Nora Mork ist ihr großes Vorbild

: In der norwegischen Handballerin findet sich die Vaihingerin Ann Kynast vom Erstligisten Blomberg-Lippe auch ein wenig wieder: Hart für etwas arbeiten, wenn man ein Ziel vor Augen hat, ist eine Charaktereigenschaft, die beide vereint.

Erstellt: 30. Dezember 2020
Nora Mork ist ihr großes Vorbild Mit ihren 19 Jahren gehört Ann Kynast (vorne) beim Erstligisten HSG Blomberg-Lippe schon zu den Stützen. Foto: Baumann

Blomberg/Vaihingen (nac). Die Sportler aus der Region stehen im öffentlichen Fokus und werden meist nach ihren Leistungen beurteilt. Doch wie ticken sie wirklich? In einer neuen Interviewserie stellt die VKZ-Sportredaktion den Menschen hinter dem Sportler vor. Teil 6: Handballerin Ann Kynast (19) aus Vaihingen, die in der 1. Bundesliga für die HSG Blomberg-Lippe aktiv ist.

Wie geht es Ihnen?

Mir geht es soweit gut. Ich konnte die Weihnachtstage zu Hause bei meiner Familie genießen und bin jetzt wieder in Blomberg zur Vorbereitung auf unsere nächsten Spiele.

Für Otto Normalverbraucher und Amateursportler gelten viele Beschränkungen. Dürfen Sie noch trainieren?

Ja, da wir in der 1. Bundesliga zum Profisport zählen, dürfen wir ganz normal trainieren und auch spielen.

Hat sich das Training aber im Vergleich zur Vor-Pandemiezeit verändert?

Nein, das Training hat sich sowohl vom Umfang als auch vom Inhalt nicht verändert.

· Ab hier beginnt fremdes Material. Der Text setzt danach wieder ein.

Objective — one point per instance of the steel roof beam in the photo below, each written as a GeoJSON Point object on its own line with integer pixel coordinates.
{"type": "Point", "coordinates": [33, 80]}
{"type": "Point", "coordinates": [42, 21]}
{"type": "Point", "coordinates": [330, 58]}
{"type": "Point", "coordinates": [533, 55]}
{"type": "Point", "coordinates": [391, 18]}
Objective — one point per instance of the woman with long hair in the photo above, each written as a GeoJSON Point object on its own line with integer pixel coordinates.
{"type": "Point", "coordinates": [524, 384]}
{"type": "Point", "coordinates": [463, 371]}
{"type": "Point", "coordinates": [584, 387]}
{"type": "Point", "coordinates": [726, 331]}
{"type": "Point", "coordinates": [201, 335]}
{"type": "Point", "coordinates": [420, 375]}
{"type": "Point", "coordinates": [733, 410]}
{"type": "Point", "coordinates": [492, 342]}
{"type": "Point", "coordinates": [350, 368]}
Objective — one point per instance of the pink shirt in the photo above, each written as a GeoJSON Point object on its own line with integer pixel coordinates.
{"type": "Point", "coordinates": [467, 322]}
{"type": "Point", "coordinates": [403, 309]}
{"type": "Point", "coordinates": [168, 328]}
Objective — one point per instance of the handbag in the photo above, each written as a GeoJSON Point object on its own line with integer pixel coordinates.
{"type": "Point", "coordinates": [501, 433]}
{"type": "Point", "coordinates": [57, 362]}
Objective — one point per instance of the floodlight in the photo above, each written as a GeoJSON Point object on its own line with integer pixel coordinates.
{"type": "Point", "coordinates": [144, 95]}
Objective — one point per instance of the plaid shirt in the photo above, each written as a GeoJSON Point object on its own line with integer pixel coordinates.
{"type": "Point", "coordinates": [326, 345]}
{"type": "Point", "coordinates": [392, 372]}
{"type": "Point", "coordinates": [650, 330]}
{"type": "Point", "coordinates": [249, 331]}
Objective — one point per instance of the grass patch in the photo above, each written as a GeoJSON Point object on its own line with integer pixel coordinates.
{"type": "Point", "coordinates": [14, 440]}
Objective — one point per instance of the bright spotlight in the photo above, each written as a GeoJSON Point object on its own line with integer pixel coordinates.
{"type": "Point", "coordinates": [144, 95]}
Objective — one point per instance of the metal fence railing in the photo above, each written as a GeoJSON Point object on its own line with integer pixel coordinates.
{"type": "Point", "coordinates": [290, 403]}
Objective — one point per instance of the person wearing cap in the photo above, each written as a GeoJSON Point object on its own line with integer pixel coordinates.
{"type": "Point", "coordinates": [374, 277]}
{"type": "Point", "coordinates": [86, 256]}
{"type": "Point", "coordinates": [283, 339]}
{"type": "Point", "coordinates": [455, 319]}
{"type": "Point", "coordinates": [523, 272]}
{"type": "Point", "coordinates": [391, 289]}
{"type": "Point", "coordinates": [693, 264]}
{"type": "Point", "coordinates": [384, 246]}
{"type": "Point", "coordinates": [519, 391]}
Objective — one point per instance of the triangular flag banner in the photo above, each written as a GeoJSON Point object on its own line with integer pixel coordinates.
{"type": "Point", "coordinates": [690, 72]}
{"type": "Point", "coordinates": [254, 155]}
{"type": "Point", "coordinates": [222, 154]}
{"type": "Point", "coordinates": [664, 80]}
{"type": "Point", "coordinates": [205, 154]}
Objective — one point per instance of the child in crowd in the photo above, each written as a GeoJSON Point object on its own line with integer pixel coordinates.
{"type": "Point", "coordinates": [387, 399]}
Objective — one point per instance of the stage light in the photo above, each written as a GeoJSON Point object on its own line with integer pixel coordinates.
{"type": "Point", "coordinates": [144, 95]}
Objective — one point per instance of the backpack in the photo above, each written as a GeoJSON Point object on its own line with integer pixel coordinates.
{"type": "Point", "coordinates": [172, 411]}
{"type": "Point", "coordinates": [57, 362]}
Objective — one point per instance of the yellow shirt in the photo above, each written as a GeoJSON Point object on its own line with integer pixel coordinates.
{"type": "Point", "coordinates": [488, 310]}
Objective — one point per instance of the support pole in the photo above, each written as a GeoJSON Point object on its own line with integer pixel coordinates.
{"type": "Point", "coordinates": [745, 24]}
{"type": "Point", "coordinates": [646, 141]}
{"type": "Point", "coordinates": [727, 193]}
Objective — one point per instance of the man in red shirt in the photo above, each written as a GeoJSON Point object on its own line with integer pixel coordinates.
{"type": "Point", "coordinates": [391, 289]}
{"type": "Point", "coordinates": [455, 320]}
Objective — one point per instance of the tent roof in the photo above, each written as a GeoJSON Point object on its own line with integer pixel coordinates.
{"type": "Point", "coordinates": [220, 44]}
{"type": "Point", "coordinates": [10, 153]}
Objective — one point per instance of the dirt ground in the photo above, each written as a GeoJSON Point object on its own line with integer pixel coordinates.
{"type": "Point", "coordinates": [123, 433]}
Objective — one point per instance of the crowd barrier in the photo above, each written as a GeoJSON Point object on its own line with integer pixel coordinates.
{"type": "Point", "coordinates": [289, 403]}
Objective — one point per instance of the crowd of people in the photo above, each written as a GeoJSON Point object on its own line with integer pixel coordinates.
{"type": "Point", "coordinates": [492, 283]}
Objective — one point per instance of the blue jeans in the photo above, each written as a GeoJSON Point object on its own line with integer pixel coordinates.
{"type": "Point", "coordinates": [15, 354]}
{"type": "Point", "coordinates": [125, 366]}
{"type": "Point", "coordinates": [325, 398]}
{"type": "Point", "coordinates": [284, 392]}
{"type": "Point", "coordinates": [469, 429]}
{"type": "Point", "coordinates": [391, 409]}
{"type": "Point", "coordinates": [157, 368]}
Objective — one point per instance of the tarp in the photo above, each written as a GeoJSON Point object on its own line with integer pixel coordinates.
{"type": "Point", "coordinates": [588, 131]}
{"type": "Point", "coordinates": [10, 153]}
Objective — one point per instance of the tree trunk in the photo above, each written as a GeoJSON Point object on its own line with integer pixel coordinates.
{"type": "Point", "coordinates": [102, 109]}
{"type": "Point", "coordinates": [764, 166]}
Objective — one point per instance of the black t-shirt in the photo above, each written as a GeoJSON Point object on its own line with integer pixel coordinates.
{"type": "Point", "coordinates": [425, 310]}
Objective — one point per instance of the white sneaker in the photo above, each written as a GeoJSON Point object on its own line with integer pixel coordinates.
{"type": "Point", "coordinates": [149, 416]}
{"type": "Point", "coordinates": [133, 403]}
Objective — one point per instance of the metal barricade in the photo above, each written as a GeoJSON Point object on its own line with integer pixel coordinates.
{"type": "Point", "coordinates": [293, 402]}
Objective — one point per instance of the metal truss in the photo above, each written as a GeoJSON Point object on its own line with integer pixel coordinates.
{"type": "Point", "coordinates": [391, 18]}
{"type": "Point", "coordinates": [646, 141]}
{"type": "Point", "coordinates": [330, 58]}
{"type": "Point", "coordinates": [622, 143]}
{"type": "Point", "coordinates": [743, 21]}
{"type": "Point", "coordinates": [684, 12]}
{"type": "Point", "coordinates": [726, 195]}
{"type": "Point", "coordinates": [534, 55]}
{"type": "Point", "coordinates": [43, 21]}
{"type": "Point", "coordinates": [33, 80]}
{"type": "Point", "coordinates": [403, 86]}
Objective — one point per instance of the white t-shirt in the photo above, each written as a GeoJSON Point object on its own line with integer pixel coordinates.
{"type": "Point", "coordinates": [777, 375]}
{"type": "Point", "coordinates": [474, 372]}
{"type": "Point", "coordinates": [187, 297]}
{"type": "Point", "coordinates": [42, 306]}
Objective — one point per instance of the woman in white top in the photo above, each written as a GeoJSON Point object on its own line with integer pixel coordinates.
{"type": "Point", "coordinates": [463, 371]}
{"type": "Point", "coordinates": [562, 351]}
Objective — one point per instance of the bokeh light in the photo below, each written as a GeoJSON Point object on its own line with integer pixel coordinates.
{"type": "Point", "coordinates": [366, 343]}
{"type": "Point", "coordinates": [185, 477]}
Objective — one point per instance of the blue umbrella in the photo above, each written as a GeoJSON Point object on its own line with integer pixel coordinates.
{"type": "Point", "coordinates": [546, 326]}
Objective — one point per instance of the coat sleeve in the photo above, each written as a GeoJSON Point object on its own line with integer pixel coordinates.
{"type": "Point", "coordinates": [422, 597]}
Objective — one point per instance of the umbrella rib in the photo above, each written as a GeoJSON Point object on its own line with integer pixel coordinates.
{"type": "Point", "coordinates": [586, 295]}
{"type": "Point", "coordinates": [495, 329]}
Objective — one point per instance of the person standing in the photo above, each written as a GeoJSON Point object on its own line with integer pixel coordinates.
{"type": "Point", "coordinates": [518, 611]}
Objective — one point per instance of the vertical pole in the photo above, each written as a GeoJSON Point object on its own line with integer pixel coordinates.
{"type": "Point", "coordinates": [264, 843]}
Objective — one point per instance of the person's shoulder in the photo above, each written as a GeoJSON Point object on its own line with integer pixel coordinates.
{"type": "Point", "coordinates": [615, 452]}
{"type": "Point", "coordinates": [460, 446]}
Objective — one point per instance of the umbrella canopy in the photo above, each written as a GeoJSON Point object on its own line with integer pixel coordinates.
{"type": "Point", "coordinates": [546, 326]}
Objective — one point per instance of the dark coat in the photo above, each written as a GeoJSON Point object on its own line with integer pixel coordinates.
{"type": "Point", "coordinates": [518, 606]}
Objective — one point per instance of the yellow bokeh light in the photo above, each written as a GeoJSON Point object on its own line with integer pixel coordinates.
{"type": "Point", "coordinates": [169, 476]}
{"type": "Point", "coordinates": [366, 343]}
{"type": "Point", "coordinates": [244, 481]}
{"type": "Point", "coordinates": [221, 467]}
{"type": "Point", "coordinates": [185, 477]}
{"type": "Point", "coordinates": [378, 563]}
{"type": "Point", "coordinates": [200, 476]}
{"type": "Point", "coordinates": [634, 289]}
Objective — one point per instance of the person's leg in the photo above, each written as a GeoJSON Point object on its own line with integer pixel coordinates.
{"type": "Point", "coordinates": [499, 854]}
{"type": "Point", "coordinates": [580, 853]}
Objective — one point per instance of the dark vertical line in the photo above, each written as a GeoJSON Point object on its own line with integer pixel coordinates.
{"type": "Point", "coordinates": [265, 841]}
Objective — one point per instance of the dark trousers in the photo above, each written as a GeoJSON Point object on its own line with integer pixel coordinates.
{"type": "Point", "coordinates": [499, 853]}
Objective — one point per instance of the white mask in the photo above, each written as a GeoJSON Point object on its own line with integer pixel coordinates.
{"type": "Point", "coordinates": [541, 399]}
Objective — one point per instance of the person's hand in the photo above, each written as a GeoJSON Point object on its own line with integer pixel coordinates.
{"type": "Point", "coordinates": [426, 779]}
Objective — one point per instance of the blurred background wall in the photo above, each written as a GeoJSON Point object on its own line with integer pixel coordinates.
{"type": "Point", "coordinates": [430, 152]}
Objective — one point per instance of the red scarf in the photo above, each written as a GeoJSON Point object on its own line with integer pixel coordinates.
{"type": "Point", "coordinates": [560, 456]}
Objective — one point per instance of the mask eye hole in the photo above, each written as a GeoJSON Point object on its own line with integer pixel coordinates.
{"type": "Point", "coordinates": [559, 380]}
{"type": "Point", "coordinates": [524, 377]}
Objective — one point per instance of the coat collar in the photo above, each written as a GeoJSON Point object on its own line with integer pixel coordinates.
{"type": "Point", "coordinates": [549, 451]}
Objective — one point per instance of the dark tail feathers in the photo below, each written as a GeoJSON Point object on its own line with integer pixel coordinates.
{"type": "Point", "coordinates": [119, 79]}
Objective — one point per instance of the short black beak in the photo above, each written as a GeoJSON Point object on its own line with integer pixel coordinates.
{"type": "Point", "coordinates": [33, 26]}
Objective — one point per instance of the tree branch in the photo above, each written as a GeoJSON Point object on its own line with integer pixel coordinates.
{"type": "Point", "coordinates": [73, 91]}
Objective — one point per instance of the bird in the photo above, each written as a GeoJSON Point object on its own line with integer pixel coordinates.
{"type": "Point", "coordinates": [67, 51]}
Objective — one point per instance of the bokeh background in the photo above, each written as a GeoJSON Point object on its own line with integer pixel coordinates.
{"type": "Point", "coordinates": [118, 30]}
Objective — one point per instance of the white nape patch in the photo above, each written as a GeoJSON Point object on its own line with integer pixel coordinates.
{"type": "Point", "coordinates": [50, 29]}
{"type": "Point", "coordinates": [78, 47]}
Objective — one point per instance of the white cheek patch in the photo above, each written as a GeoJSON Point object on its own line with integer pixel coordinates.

Es ist für uns vom Ablauf her eine normale Saison. Deswegen haben wir nach wie vor normales Hallentraining. Zudem dürfen wir das Krafttraining mit einer Sonderregelung im Fitnessstudio durchführen. Die einzige Neuerung sind regelmäßige Corona- Testungen, die vor oder nach dem Training stattfinden.

Was fehlt Ihnen aktuell am meisten?

Am meisten fehlt es mir, auch außerhalb des Handballs etwas unternehmen zu können. Zusammen mit Freunden einen Kaffee trinken, zusammen kochen oder treffen innerhalb des Teams neben dem Training finden aktuell nicht mehr statt, um die Kontakte in dieser Zeit – so gut es geht – einzuschränken.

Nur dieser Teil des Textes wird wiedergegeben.